Parameter Estimator Module

`SRToolkit.evaluation.parameter_estimator`

This module contains the ParameterEstimator class, which is used to estimate the parameters of an expression.

`ParameterEstimator`

Source code in SRToolkit/evaluation/parameter_estimator.py

class ParameterEstimator:
    def __init__(self, X: np.ndarray, y: np.ndarray, symbol_library: SymbolLibrary=SymbolLibrary.default_symbols(), **kwargs):
        """
        Initializes an instance of the ParameterEstimator class.

        Examples:
            >>> X = np.array([[1, 2], [8, 4], [5, 4], [7, 9], ])
            >>> y = np.array([3, 0, 3, 11])
            >>> pe = ParameterEstimator(X, y)
            >>> rmse, constants = pe.estimate_parameters(["C", "*", "X_1", "-", "X_0"])
            >>> print(rmse < 1e-6)
            True
            >>> print(1.99 < constants[0] < 2.01)
            True

        Args:
            X: The input data to be used in parameter estimation for variables. We assume that X is a 2D array
                with shape (n_samples, n_features).
            y: The target values to be used in parameter estimation.
            symbol_library: The symbol library to use. Defaults to SymbolLibrary.default_symbols().

        Keyword Arguments:
            method str: The method to be used for minimization. Currently, only "L-BFGS-B" is supported/tested. Default is "L-BFGS-B".
            tol float: The tolerance for termination. Default is 1e-6.
            gtol float: The tolerance for the gradient norm. Default is 1e-3.
            max_iter int: The maximum number of iterations. Default is 100.
            bounds List[float]: A list of two elements, specifying the lower and upper bounds for the constant values. Default is [-5, 5].
            initialization str: The method to use for initializing the constant values. Currently, only "random" and "mean" are supported. "random" creates a vector with random values
                                sampled within the bounds. "mean" creates a vector where all values are calculated as (lower_bound + upper_bound)/2. Default is "random".
            max_constants int: The maximum number of constants allowed in the expression. Default is 8.
            max_expr_length int: The maximum length of the expression. Default is -1 (no limit).

        Methods:
            estimate_parameters(expr: List[str]): Estimates the parameters of an expression by minimizing the error between the predicted and actual values.
        """
        self.symbol_library = symbol_library
        self.X = X
        self.y = y
        # self.stats = {"success": 0, "failure": 0, "steps": dict(), "num_constants": dict(), "failed_constants": dict()}

        self.estimation_settings = {
                "method": "L-BFGS-B",
                "tol": 1e-6,
                "gtol": 1e-3,
                "max_iter": 100,
                "bounds": [-5, 5],
                "initialization": "random", # random, mean
                "max_constants": 8,
                "max_expr_length": -1
        }

        if kwargs:
            self.estimation_settings.update(kwargs)

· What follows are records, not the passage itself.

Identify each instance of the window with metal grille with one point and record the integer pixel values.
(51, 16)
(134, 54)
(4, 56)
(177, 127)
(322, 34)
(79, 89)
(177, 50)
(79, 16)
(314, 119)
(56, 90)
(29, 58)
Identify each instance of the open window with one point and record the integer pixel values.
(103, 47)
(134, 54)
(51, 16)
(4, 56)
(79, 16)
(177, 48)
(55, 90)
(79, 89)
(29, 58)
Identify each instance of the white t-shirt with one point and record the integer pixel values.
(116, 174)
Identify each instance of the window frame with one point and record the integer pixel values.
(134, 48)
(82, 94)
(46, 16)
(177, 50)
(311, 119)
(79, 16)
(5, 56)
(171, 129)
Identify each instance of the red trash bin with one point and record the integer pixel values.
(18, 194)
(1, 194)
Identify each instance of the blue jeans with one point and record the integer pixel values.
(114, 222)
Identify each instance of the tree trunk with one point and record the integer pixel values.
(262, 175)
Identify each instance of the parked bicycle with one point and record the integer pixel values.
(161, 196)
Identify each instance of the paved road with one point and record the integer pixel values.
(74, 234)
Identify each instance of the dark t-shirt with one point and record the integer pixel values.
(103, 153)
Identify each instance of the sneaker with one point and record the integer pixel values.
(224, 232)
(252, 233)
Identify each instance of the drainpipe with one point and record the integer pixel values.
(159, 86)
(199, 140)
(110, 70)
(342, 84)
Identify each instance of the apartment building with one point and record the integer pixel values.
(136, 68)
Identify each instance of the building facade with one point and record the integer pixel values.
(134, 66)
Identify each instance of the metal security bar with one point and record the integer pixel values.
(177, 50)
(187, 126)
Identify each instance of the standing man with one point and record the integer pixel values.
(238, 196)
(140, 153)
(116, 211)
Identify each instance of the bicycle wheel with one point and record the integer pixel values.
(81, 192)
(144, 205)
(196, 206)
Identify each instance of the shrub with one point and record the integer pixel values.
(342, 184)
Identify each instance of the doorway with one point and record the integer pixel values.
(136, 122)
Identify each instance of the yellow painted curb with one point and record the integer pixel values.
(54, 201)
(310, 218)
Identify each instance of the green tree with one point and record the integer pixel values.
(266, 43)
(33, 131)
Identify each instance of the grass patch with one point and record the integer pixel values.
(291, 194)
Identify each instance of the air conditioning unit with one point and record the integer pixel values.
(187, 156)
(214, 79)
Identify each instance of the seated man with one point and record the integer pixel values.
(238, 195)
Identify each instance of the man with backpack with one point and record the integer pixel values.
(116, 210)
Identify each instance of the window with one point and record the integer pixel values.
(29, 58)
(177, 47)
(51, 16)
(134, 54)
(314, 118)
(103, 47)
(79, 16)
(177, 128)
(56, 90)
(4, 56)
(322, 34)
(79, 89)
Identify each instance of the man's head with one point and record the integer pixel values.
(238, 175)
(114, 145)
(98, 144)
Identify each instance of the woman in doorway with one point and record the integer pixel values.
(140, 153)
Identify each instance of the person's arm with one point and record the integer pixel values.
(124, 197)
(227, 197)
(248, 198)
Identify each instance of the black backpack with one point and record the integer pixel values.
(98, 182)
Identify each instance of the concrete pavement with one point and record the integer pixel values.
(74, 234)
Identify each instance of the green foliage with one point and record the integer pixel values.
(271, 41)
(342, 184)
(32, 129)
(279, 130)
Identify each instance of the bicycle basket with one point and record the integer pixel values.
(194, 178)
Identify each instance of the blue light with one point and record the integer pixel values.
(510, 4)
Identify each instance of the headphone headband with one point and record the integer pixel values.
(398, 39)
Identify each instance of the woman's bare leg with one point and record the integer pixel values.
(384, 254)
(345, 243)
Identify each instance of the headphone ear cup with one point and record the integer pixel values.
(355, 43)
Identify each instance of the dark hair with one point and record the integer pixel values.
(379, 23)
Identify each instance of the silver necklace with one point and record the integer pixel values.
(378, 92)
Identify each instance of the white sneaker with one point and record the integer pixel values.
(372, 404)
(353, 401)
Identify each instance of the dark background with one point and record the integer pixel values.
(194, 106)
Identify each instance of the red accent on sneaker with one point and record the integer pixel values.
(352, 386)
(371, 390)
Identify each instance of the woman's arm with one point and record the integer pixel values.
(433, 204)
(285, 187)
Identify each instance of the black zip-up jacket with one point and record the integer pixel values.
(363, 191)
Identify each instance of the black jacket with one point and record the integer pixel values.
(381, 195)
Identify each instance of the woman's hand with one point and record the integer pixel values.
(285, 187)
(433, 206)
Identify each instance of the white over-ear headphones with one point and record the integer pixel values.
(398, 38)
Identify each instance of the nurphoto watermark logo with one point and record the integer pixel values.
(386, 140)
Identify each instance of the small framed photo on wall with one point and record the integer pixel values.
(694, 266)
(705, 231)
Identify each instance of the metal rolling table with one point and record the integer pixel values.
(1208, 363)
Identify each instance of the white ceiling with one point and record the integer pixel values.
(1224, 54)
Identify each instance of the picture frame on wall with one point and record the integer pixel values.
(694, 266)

    def estimate_parameters(self, expr: Union[List[str], Node]) -> Tuple[float, np.ndarray]:
        """
        Estimates the parameters of an expression by minimizing the error between the predicted and actual values.

        Examples:
            >>> X = np.array([[1, 2], [8, 4], [5, 4], [7, 9], ])
            >>> y = np.array([3, 0, 3, 11])
            >>> pe = ParameterEstimator(X, y)
            >>> rmse, constants = pe.estimate_parameters(["C", "*", "X_1", "-", "X_0"])
            >>> print(rmse < 1e-6)
            True
            >>> print(1.99 < constants[0] < 2.01)
            True

        Args:
            expr: An expression. This should either be an instance of SRToolkit.utils.expression_tree.Node or a list of
                  tokens in the infix notation representing the expression to be evaluated.

        Returns:
            the root mean square error (RMSE) of the optimized expression.
            An array containing the optimized constant values.

        Notes:
            if the length of the expression exceeds the maximum allowed, NaN and an empty array are returned.
            If the number of constants in the expression exceeds the maximum allowed, NaN and an empty array are returned.
            If there are no constants in the expression, the RMSE is calculated directly without optimization.
        """
        if isinstance(expr, Node):
            expr_str = expr.to_list(notation="prefix")
            num_constants = sum([1 for t in expr_str if self.symbol_library.get_type(t) == "const"])
        else:
            num_constants = sum([1 for t in expr if self.symbol_library.get_type(t) == "const"])
        if 0 <= self.estimation_settings["max_constants"] < num_constants:
            return np.nan, np.array([])

        if 0 <= self.estimation_settings["max_expr_length"] < len(expr):
            return np.nan, np.array([])

        executable_error_fn = expr_to_error_function(expr, self.symbol_library)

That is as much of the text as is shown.